Nascida na Califórnia, filha de pais pastores pentecostais, Katy Perry descobriu o talento como cantora ainda menina, quando cantava gospels. Depois dos 17 anos, morando em Los Angeles, deslanchou uma carreira que a levou a transformar-se num dos maiores fenômenos recentes da música pop. O documentário acompanha os bastidores de sua primeira turnê mundial, "California Dreams".
- Por Neusa Barbosa
- 01/08/2012
- Tempo de leitura 3 minutos
A cantora pop Katy Perry tem boas razões para adorar o Brasil. Afinal, foi em São Paulo que ela teve o maior público de sua turnê mundial, California Dreams, em setembro de 2011.

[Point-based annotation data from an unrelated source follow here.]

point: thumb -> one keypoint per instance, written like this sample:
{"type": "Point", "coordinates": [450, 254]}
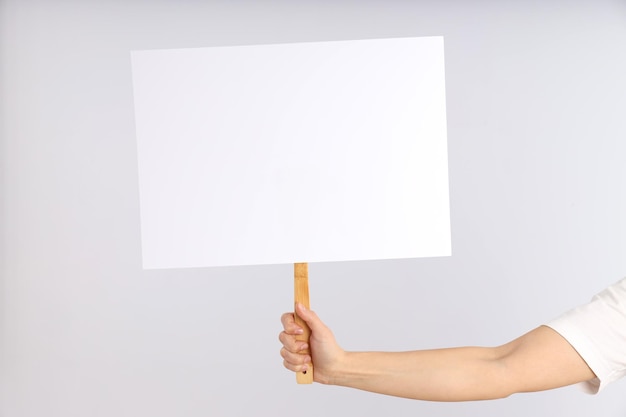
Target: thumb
{"type": "Point", "coordinates": [310, 318]}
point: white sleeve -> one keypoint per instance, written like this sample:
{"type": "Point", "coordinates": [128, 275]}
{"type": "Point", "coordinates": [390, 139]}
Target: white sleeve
{"type": "Point", "coordinates": [597, 331]}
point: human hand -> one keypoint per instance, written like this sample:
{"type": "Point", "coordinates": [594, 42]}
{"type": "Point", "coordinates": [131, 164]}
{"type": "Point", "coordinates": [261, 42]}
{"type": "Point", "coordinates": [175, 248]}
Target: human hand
{"type": "Point", "coordinates": [326, 353]}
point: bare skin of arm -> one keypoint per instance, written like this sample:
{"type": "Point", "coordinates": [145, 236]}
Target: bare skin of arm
{"type": "Point", "coordinates": [539, 360]}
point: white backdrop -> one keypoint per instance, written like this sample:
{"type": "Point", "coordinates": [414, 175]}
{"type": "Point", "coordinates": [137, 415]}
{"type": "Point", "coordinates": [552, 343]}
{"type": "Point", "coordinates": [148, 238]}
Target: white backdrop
{"type": "Point", "coordinates": [536, 97]}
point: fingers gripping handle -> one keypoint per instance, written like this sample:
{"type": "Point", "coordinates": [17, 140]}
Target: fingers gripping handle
{"type": "Point", "coordinates": [301, 295]}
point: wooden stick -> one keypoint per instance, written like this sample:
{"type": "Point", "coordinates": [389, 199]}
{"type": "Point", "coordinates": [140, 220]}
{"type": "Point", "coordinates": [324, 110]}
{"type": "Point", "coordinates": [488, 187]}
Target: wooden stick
{"type": "Point", "coordinates": [301, 295]}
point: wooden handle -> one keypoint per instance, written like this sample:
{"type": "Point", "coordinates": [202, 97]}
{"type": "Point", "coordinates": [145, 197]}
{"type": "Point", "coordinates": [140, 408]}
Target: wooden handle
{"type": "Point", "coordinates": [301, 295]}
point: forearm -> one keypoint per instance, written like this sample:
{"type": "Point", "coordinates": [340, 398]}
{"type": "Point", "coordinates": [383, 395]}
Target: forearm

A frequência em massa e o carinho do público paulistano – que não parava de dizer “Eu te amo”, frase que ela só entendeu depois – foram fundamentais para que a cantora segurasse a depressão que ameaçava dominá-la àquela altura, em plena crise matrimonial, que levou ao divórcio do comediante inglês Russell Brand (Arthur: O Milionário Irresistível). Mal sabia o público que, por muito pouco, aquele show nem ia acontecer.

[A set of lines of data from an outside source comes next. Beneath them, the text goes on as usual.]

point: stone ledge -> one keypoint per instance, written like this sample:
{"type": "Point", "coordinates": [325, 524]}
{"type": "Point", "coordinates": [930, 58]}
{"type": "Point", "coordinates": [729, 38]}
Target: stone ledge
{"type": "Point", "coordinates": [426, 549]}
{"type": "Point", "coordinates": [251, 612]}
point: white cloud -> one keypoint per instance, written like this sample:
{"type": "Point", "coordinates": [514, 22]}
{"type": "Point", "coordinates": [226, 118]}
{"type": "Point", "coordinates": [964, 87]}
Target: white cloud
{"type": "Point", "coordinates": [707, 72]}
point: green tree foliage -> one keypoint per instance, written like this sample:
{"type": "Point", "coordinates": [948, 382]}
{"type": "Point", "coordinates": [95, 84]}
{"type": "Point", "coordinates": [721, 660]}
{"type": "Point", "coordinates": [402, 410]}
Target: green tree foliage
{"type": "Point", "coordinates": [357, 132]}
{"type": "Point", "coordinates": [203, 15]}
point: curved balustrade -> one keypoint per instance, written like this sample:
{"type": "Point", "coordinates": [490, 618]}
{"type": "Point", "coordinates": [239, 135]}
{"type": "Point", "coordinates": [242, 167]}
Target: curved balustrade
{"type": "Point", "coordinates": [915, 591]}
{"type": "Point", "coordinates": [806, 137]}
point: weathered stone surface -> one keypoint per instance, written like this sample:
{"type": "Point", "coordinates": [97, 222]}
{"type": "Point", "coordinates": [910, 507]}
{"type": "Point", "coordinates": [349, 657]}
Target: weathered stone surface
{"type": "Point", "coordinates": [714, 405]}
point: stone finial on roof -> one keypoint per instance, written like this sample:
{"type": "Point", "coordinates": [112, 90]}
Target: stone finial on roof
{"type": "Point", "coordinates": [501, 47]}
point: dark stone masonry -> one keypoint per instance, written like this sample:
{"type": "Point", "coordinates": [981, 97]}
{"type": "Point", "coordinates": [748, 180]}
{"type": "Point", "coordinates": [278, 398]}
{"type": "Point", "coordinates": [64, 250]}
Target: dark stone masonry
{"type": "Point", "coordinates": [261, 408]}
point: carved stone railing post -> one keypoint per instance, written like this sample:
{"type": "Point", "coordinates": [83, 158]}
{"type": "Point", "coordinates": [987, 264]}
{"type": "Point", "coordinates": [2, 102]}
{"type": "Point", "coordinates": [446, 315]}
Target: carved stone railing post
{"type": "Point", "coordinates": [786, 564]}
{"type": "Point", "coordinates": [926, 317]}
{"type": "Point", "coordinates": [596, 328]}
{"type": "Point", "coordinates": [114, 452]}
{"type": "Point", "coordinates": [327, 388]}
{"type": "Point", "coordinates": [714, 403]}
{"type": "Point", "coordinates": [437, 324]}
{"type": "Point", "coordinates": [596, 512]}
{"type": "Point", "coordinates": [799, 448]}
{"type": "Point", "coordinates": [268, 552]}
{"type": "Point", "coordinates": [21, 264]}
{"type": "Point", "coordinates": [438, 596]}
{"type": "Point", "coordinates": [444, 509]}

O episódio é um dos pontos altos do documentário Katy Perry: Part of Me, de Dan Cutforth e Jane Lipsitz, que estreia nacionalmente, somente em versão 3D, e precedido de mais uma passagem da cantora, fenômeno entre os adolescentes, pelo Rio de Janeiro.
Quem não leva a sério essa intérprete pop de 27 anos, que estourou em 2008 com a música I Kissed a Girl, tem muito o que aprender no documentário – que, previsivelmente, apresenta as origens e formação de um dos maiores e mais inesperados fenômenos teen dos últimos tempos.
Nada na origem de Katy, nascida em 25 de outubro de 1984, em Santa Barbara, permitia prever o que ela se tornou. Nascida numa família rigidamente religiosa, filha de pais pastores pentecostais, no entanto, Katy sempre gostou de cantar. Na adolescência, gravou discos gospel e mostrava disposição para profissionalizar-se. Mas só foi descobrir um mundo mais amplo quando, aos 17 anos, decidiu morar em Los Angeles.
Nada foi fácil. A primeira experiência com uma grande gravadora, a Columbia, por muito pouco não enterrou sua carreira, que só decolaria mesmo na Capitol. Foi preciso muito esforço, persistência, e a ligação com os parceiros certos, uma equipe jovem e fiel que inclui sua irmã, Angela Hudson, para Katy enveredar de vez na estrada do sucesso, da fama e da riqueza.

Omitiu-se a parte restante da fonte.